I'm amazed by the suggestions that women and children went out less actually - my mother used to go shopping every day, queuing up in all the different shops and carrying everything home.

KathyMCMLXXII · 28/03/2007 12:30

that was with 3 children under 5 btw.

confusedandignorant · 28/03/2007 12:43

Things even changed between my eldest and youngest child, when eldest was a baby shopped locally putting stuff under the pram, with the youngest put baby in buggy and went all over the place with bulk shopping arriving by tesco van

didn't have any of them in bed early though as don't want to be woken at 5am much to the shock of some of the older health visitors said babies and toddlers should be in bed by 6pm. I think she was ready to report me as DC1 was still having afternoon nap at 4pm when she turned up for eighteen month check up. That's the other difference the health visitors were bossier

Lazycow · 28/03/2007 17:10

Yes Kathy she probably went to the shops every day but she probably didn't attend mother and toddler groups, go to various children's classes/parties etc. Subsequent babies & toddlers in familes with school age children spend a lot of time getting in and out of cars while their older siblings are ferried around.

Also school age children walked to school on their own a lot more so younger siblings were less likely to be taken out twice a day at set times every single day regardless of their sleep needs.

KathyMCMLXXII · 28/03/2007 17:20

I don't know, Lazy - we did go to playgroup 4 times a week.
True about older children being more independent and the consequences of that, though.
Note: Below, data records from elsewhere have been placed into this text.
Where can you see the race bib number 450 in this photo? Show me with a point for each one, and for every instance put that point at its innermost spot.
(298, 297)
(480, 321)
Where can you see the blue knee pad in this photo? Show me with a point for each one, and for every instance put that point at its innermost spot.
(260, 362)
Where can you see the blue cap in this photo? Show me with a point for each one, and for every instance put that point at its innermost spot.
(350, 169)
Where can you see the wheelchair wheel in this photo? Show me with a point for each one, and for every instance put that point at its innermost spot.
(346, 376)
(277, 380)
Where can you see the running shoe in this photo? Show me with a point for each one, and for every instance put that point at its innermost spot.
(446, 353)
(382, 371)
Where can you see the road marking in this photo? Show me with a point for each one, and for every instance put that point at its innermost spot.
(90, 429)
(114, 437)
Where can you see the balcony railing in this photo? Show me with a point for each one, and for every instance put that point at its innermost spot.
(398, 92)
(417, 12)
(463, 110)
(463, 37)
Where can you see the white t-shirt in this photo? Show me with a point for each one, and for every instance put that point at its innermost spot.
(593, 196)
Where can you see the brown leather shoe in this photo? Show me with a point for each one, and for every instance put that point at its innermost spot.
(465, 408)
twoisenoughmum · 28/03/2007 17:34

My dcs have never slept more than 11 hours at night - bed at 8, up at 7. My DD gave up her daytime nap at just turned 3, my DS at just turned 2 (horrors!) so now I'm a bit concerned that they're sleep deprived. Are they? They don't meltdown late afternoon/early evening. It never occurred to me that they needed more sleep.

Agree with everything everyone else has said about children having more activities these days. Children in my DDs class (she's in Year 1) have amazingly elaborate parties for 20 or 25 children, clowns, bouncy castles, etc. Not just sandwiches and cake in the garden for 4 or 5 friends/neighbours like when I were a girl (back in the 60s this is).

It is so easy to fall into this trap of having your whole life revolve around your children - and I'm as guilty as the next Mum - rather than letting them fit in with you and what you need to do.